Yesterday it was revealed Canada’s Competition Bureau is investigating Apple’s contracts with our wireless carriers and how they may be anti-competitive in nature.
Reuters now shares details of the court filing made this week by the Bureau’s Vincent Millette, which listed ways the Apple contracts may have decreased competition and kept prices high:
- discouraged wireless carriers from reducing the price of other handsets, or offering other enhancements
- discouraged them from offering other handsets
- encouraged them to maintain or boost the price of wireless services for competing handsets
- dampened upstream competition between handset suppliers.
“The contractual obligations (with the carriers) may therefore increase the price Canadian consumers have paid, are paying or will pay for handset devices and wireless services,”
Also, obligations from these Apple contracts may be “dampening upstream competition between suppliers of handset devices.”
Competition Bureau spokesman Greg Scott said in a email statement Apple has done nothing wrong, at this point:
“It is important to note that there is no conclusion of wrongdoing by Apple Canada Inc. at this time, and no application has been filed with the Competition Tribunal or any other court to seek remedies for any alleged anti-competitive conduct,”
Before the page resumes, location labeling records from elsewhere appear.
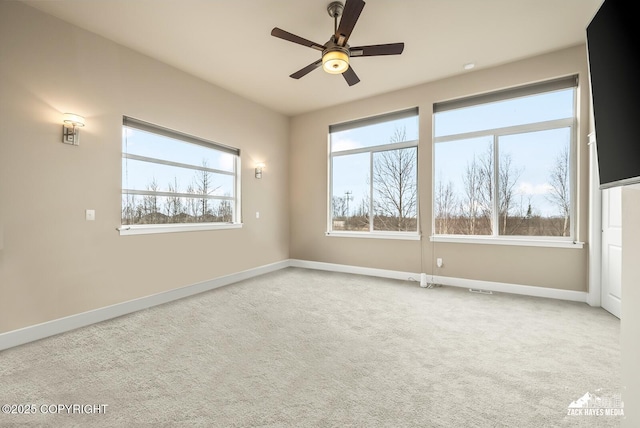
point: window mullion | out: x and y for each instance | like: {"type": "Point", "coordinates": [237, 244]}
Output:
{"type": "Point", "coordinates": [371, 214]}
{"type": "Point", "coordinates": [496, 187]}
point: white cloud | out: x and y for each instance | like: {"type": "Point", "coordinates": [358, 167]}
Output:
{"type": "Point", "coordinates": [526, 188]}
{"type": "Point", "coordinates": [344, 144]}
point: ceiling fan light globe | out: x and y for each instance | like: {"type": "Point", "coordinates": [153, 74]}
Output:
{"type": "Point", "coordinates": [335, 62]}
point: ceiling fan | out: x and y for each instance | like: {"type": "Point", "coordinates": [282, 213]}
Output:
{"type": "Point", "coordinates": [336, 52]}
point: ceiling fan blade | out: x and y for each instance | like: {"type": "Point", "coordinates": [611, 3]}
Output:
{"type": "Point", "coordinates": [350, 15]}
{"type": "Point", "coordinates": [350, 76]}
{"type": "Point", "coordinates": [285, 35]}
{"type": "Point", "coordinates": [375, 50]}
{"type": "Point", "coordinates": [306, 70]}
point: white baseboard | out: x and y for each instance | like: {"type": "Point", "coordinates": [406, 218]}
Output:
{"type": "Point", "coordinates": [527, 290]}
{"type": "Point", "coordinates": [72, 322]}
{"type": "Point", "coordinates": [501, 287]}
{"type": "Point", "coordinates": [358, 270]}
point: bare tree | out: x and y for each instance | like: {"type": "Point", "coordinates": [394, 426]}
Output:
{"type": "Point", "coordinates": [204, 185]}
{"type": "Point", "coordinates": [470, 205]}
{"type": "Point", "coordinates": [191, 205]}
{"type": "Point", "coordinates": [151, 206]}
{"type": "Point", "coordinates": [394, 183]}
{"type": "Point", "coordinates": [225, 211]}
{"type": "Point", "coordinates": [444, 209]}
{"type": "Point", "coordinates": [508, 176]}
{"type": "Point", "coordinates": [173, 204]}
{"type": "Point", "coordinates": [560, 192]}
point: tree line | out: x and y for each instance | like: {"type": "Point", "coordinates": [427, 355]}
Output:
{"type": "Point", "coordinates": [470, 211]}
{"type": "Point", "coordinates": [172, 206]}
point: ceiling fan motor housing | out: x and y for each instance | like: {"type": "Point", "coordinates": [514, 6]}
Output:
{"type": "Point", "coordinates": [335, 9]}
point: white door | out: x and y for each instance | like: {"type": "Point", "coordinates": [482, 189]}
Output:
{"type": "Point", "coordinates": [612, 250]}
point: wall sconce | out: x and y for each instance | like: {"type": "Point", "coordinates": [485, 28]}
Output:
{"type": "Point", "coordinates": [69, 128]}
{"type": "Point", "coordinates": [259, 167]}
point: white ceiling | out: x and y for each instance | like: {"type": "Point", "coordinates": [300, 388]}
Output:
{"type": "Point", "coordinates": [228, 43]}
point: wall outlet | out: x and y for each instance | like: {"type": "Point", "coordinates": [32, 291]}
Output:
{"type": "Point", "coordinates": [423, 280]}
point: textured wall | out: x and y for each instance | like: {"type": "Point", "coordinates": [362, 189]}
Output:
{"type": "Point", "coordinates": [547, 267]}
{"type": "Point", "coordinates": [54, 263]}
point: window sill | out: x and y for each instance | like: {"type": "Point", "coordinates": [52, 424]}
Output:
{"type": "Point", "coordinates": [519, 241]}
{"type": "Point", "coordinates": [409, 236]}
{"type": "Point", "coordinates": [144, 229]}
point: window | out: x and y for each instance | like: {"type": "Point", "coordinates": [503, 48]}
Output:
{"type": "Point", "coordinates": [503, 163]}
{"type": "Point", "coordinates": [175, 182]}
{"type": "Point", "coordinates": [373, 176]}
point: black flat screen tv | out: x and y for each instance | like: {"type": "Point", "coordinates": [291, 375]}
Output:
{"type": "Point", "coordinates": [613, 48]}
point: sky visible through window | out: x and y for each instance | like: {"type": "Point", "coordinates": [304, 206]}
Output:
{"type": "Point", "coordinates": [351, 172]}
{"type": "Point", "coordinates": [533, 155]}
{"type": "Point", "coordinates": [138, 175]}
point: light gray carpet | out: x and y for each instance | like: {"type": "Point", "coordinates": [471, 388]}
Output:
{"type": "Point", "coordinates": [304, 348]}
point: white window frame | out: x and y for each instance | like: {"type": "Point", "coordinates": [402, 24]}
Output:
{"type": "Point", "coordinates": [379, 234]}
{"type": "Point", "coordinates": [495, 238]}
{"type": "Point", "coordinates": [141, 229]}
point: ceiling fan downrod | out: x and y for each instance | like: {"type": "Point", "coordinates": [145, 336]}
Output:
{"type": "Point", "coordinates": [335, 9]}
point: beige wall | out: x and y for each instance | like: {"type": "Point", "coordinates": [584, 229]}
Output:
{"type": "Point", "coordinates": [630, 316]}
{"type": "Point", "coordinates": [546, 267]}
{"type": "Point", "coordinates": [53, 262]}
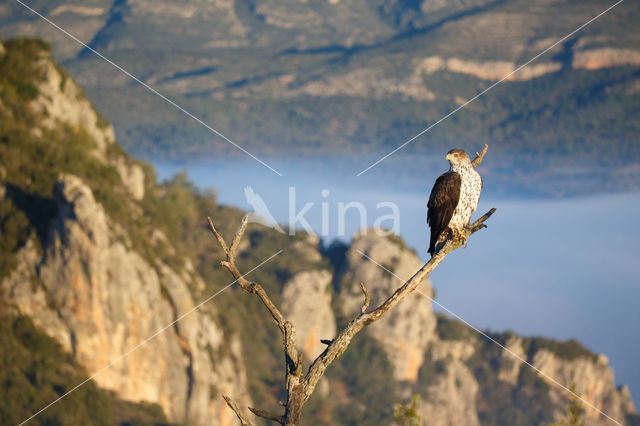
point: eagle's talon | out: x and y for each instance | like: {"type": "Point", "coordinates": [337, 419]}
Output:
{"type": "Point", "coordinates": [453, 200]}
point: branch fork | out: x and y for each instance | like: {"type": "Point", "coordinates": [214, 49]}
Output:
{"type": "Point", "coordinates": [299, 387]}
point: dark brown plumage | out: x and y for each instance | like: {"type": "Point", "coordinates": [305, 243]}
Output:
{"type": "Point", "coordinates": [442, 203]}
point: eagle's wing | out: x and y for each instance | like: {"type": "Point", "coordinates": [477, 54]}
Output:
{"type": "Point", "coordinates": [442, 202]}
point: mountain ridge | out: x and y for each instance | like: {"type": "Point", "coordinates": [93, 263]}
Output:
{"type": "Point", "coordinates": [99, 265]}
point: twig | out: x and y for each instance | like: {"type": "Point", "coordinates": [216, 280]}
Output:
{"type": "Point", "coordinates": [300, 388]}
{"type": "Point", "coordinates": [367, 299]}
{"type": "Point", "coordinates": [476, 161]}
{"type": "Point", "coordinates": [267, 415]}
{"type": "Point", "coordinates": [234, 407]}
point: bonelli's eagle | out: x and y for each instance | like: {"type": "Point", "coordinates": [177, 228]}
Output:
{"type": "Point", "coordinates": [453, 199]}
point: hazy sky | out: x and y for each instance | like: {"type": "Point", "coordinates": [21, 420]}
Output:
{"type": "Point", "coordinates": [557, 268]}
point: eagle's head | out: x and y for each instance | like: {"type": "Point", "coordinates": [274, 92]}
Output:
{"type": "Point", "coordinates": [457, 156]}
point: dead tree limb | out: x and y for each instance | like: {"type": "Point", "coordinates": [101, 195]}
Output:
{"type": "Point", "coordinates": [479, 156]}
{"type": "Point", "coordinates": [298, 387]}
{"type": "Point", "coordinates": [234, 407]}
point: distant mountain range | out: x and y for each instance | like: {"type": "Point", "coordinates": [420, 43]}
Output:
{"type": "Point", "coordinates": [288, 78]}
{"type": "Point", "coordinates": [97, 259]}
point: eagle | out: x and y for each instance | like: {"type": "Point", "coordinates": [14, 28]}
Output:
{"type": "Point", "coordinates": [453, 199]}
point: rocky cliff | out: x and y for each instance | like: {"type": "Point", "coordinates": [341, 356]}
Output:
{"type": "Point", "coordinates": [443, 365]}
{"type": "Point", "coordinates": [332, 77]}
{"type": "Point", "coordinates": [96, 253]}
{"type": "Point", "coordinates": [87, 287]}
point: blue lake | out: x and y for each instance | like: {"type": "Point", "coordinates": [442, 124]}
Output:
{"type": "Point", "coordinates": [566, 268]}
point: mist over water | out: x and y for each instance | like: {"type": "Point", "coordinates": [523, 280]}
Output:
{"type": "Point", "coordinates": [562, 268]}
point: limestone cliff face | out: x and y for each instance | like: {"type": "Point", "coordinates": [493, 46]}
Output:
{"type": "Point", "coordinates": [451, 399]}
{"type": "Point", "coordinates": [593, 380]}
{"type": "Point", "coordinates": [101, 300]}
{"type": "Point", "coordinates": [409, 337]}
{"type": "Point", "coordinates": [406, 331]}
{"type": "Point", "coordinates": [306, 301]}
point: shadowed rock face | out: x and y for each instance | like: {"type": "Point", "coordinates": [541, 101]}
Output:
{"type": "Point", "coordinates": [406, 331]}
{"type": "Point", "coordinates": [100, 300]}
{"type": "Point", "coordinates": [409, 337]}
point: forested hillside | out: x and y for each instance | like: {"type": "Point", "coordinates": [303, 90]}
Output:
{"type": "Point", "coordinates": [358, 77]}
{"type": "Point", "coordinates": [97, 256]}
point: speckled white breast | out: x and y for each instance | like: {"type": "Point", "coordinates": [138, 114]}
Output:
{"type": "Point", "coordinates": [469, 195]}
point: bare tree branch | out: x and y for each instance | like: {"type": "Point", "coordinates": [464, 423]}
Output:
{"type": "Point", "coordinates": [234, 407]}
{"type": "Point", "coordinates": [267, 415]}
{"type": "Point", "coordinates": [299, 388]}
{"type": "Point", "coordinates": [367, 299]}
{"type": "Point", "coordinates": [476, 161]}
Filings with the Federal Court on Tuesday seek documents from Apple dating back to July 2008, when the iPhone was first officially sold in Canada. The Bureau told Apple about it was investigating contracts with carriers back in April and some records have already been handed over. Antitrust officials met with Apple executives about a month after being notified of the investigation.
Wireless carriers have similarly submitted material in the form of 2,500 documents, based on requests from June through August. While carriers weren’t specifically named in the court filing, Canada’s ‘Big 3’ carriers have dominated iPhone sales from the get go.